The biggest gotcha with rawhttp is right there in the README: the API is explicitly marked as unfixed and subject to breaking changes. This isn't a library you should embed in production code expecting long-term stability. Tom Hudson built this as a tool for his own security research, and while he's shared it publicly, there's no guarantee of maintenance or backward compatibility.

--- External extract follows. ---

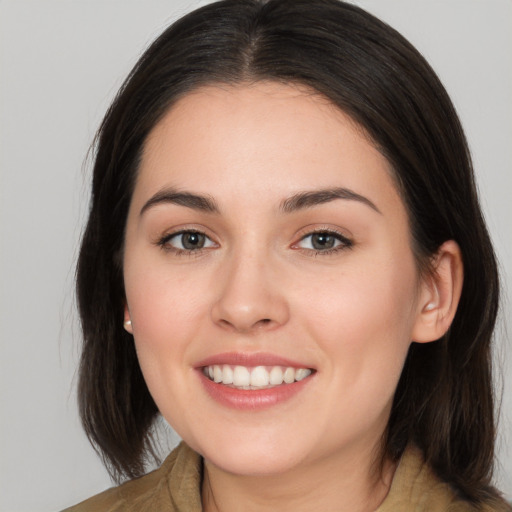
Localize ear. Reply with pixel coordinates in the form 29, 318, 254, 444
123, 304, 133, 334
411, 240, 464, 343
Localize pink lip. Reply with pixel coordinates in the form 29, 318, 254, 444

More fundamentally, the lack of validation is a double-edged sword. While it enables the security testing use cases the library was designed for, it also means you can easily create completely broken requests without any warning. There's no checking that your headers are properly formatted, that your Content-Length matches your body size, or that your method is a valid HTTP verb. You can send a request with the method "BANANA" and rawhttp will dutifully transmit it. For experienced developers who understand the HTTP protocol deeply, this is fine—you know what you're doing. But for those learning or casually experimenting, it's easy to spend time debugging why your request isn't working only to discover you forgot to include a Host header or miscalculated the Content-Length. The library also doesn't handle connection pooling, keep-alive, or any of the performance optimizations that modern HTTP clients provide. You're managing raw TCP/TLS connections, which means each request potentially opens a new connection. For fuzzing or security testing where you're sending hundreds or thousands of requests, you'll need to implement your own connection management or accept the performance penalty.

Verdict

Use if: You're doing security research, penetration testing, or bug bounty hunting where you need to craft non-standard HTTP requests that standard libraries reject. Use if you're testing HTTP request smuggling vulnerabilities, fuzzing HTTP parsers, or validating edge case handling in web servers. Use if you're comfortable with the HTTP protocol at the wire level and understand the implications of bypassing standard validation. Skip if: You're building production application code—net/http or higher-level clients like resty are better choices. Skip if you need features like connection pooling, automatic retries, cookie management, or redirect following. Skip if you're not deeply familiar with the HTTP specification and might accidentally create malformed requests. Skip if you need API stability guarantees or long-term support. This is a specialized tool for a specific audience: security researchers who need a scalpel, not a Swiss Army knife.